An Adaptive Sorting Technique for the Web
Web-sites such as news.google.com can provide a more personalized
presentation to visitors by applying a simple sorting technique.
Long lists of information--principally of Web-links--can easily be
sorted by probable interest so that links a user may be most
interested in gravitate toward the top of the page.
Google's news page is a good example to explain how to apply this
Google's news page lists news article links from many disparate
yet related sources--from traditional new sources such as Time
and CNN to online news such as Salon.com and Slashdot.org. The
list is sorted in (what appears to be) an arbitrary manner.

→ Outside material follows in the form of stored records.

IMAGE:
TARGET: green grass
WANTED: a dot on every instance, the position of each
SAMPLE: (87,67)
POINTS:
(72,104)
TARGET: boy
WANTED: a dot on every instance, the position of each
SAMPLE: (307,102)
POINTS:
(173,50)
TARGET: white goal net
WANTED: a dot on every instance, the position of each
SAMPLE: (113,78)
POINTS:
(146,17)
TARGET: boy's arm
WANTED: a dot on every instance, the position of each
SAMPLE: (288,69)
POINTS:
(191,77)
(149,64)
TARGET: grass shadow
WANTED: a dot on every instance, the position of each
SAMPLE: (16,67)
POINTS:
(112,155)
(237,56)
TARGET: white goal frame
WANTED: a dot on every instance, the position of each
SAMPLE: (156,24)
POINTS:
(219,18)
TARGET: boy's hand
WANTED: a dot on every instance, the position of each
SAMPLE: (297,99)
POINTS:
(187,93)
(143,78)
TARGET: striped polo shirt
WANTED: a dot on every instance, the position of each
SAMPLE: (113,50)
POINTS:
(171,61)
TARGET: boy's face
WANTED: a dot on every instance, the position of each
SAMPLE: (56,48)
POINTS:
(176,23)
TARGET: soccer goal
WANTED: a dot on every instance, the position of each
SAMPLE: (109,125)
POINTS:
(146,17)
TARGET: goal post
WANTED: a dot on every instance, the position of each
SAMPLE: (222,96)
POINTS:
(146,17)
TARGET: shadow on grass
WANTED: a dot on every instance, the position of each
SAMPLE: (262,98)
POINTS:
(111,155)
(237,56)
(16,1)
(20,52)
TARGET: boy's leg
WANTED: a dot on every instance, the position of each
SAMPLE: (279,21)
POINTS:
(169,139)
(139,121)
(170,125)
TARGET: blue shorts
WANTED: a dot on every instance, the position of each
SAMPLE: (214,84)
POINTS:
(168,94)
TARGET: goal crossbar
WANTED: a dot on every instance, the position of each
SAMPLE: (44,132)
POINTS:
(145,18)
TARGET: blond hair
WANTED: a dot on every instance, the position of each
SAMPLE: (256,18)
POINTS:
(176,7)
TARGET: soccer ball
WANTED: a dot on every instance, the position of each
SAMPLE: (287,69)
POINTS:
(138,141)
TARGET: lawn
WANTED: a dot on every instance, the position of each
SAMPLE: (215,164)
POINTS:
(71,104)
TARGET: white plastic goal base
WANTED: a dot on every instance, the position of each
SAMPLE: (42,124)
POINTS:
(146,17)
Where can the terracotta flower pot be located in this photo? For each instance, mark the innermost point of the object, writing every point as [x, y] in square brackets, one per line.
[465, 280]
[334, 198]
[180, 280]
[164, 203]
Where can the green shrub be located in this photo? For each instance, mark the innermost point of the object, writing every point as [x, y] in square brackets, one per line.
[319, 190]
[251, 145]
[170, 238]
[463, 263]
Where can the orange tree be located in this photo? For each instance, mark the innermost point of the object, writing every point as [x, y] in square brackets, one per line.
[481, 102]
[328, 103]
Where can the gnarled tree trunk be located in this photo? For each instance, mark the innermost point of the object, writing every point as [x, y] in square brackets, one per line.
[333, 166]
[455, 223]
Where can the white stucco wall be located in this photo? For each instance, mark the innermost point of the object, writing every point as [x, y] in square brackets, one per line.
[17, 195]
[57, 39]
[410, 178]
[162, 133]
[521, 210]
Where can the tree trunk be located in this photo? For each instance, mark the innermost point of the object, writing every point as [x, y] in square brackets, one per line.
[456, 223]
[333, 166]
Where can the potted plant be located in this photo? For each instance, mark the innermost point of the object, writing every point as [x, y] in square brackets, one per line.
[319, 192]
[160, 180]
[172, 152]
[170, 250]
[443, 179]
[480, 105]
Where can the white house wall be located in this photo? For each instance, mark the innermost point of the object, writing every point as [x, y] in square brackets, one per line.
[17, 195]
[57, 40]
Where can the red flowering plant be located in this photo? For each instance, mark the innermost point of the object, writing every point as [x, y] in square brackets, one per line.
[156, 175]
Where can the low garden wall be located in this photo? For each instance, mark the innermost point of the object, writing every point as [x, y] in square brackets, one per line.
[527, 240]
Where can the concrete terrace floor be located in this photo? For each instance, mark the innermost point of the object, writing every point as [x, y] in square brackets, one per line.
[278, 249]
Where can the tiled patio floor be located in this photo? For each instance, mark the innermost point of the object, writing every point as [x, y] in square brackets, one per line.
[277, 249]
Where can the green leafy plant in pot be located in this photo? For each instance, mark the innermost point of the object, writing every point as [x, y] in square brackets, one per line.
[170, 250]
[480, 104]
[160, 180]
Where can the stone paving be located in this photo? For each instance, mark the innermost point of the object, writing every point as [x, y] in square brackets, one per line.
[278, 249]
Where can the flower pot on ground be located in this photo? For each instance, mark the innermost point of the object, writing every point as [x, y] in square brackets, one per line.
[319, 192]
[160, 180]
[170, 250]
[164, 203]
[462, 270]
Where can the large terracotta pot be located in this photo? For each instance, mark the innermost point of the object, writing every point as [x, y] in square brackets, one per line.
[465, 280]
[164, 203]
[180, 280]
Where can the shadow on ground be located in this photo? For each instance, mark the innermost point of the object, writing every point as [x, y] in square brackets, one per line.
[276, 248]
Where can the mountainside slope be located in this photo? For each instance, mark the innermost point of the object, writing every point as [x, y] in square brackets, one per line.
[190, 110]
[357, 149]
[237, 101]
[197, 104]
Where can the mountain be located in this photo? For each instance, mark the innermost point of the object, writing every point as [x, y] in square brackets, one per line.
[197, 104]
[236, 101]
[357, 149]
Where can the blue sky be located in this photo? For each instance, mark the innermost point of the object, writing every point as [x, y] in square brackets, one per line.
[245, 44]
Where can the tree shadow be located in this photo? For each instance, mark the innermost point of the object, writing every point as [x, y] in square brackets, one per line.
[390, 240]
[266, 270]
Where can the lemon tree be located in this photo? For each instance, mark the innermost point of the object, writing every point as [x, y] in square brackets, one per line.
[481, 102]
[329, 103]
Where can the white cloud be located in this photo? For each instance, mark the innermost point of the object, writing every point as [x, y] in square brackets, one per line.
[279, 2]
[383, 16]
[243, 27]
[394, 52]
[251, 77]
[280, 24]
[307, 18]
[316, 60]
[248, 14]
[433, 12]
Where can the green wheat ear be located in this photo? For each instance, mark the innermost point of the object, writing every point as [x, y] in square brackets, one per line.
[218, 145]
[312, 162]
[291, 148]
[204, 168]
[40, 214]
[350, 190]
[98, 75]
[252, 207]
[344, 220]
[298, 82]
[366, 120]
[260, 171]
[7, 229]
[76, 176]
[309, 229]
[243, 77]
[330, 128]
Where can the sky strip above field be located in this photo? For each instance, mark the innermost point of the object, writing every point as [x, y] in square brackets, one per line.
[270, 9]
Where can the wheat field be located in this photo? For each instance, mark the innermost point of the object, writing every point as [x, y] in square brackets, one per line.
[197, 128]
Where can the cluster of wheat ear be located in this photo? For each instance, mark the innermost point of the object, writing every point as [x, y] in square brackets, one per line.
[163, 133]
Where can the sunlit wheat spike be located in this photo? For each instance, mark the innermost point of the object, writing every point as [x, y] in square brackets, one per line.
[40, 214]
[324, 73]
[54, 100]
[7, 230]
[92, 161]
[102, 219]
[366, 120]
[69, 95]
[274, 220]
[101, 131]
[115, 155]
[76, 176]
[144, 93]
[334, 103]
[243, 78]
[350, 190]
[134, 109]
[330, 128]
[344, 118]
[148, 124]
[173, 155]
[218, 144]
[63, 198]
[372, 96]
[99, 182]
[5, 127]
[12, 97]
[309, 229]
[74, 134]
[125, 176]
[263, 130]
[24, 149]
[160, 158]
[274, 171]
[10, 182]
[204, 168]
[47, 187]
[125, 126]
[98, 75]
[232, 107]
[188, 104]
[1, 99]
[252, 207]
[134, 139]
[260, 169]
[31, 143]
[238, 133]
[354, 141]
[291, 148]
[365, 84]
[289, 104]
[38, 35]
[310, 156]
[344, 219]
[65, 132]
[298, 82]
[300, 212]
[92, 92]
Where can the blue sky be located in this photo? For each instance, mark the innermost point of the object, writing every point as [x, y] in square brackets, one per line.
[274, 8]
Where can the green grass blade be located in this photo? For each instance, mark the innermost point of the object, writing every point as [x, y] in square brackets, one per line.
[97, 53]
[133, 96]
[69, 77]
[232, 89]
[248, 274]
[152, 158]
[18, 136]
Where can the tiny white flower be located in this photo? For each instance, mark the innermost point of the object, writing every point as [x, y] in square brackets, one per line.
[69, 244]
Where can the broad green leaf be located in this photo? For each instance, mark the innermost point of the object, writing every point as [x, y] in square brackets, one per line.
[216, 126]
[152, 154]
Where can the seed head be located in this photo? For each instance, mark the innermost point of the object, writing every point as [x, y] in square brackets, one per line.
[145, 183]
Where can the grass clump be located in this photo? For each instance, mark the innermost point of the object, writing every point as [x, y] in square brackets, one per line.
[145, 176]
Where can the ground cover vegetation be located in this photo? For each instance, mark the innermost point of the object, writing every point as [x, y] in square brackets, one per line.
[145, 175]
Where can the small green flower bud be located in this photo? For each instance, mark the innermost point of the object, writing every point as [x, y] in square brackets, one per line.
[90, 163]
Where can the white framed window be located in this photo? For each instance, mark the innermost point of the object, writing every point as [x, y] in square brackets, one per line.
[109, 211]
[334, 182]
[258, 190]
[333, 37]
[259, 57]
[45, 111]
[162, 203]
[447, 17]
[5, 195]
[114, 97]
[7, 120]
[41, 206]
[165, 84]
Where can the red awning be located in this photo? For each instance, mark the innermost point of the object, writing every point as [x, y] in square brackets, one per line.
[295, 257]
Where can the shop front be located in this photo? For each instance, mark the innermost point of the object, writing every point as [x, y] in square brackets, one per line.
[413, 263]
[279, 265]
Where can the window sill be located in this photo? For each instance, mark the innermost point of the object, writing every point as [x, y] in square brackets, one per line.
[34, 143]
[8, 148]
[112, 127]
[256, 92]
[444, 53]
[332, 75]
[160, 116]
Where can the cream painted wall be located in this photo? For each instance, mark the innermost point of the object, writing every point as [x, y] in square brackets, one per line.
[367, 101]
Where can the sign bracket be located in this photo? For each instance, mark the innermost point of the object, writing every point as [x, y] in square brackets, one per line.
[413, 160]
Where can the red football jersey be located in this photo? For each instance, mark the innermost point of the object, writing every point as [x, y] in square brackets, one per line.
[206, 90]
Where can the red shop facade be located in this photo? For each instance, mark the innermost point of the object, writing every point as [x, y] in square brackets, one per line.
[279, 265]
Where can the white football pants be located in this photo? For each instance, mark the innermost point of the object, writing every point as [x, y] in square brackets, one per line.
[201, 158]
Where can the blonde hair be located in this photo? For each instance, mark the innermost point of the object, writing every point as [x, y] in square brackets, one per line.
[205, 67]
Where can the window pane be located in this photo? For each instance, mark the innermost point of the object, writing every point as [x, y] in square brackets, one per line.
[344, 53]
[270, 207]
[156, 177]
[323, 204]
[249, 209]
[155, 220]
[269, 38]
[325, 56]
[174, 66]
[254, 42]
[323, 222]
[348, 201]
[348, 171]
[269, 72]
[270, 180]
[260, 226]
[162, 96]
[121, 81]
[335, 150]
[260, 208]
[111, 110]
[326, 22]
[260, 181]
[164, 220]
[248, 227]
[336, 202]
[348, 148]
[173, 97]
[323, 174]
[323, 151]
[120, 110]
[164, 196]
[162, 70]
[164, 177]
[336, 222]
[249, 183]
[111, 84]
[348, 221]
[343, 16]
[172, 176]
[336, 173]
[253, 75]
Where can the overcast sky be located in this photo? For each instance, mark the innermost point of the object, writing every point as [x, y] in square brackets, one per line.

There are two levels to Google's sorting approach; links are
categorized first--Political, Entertainment, Science, Sports, etc.
Each category is sorted by publication time, latest first. What
Google has (intentionally or not) basically applied a weighting
factor to each link: Category and Time. By further weighting with
keywords--something Google has capability of already--Google can
simply maintain a selection history for each unique user, and use
it to sort by this weighting factor.
For example, if we were to look at my viewing history, one would
find that I rarely view articles categorized as Sports and
Entertainment, and mostly view articles categorized as Science
and Politics. If there were a list of keywords attached to each
article-link Google would have a measure of what kind of articles
I mostly view.
Google can then sort the articles list to my probable liking--articles
most likely of my interest at the top.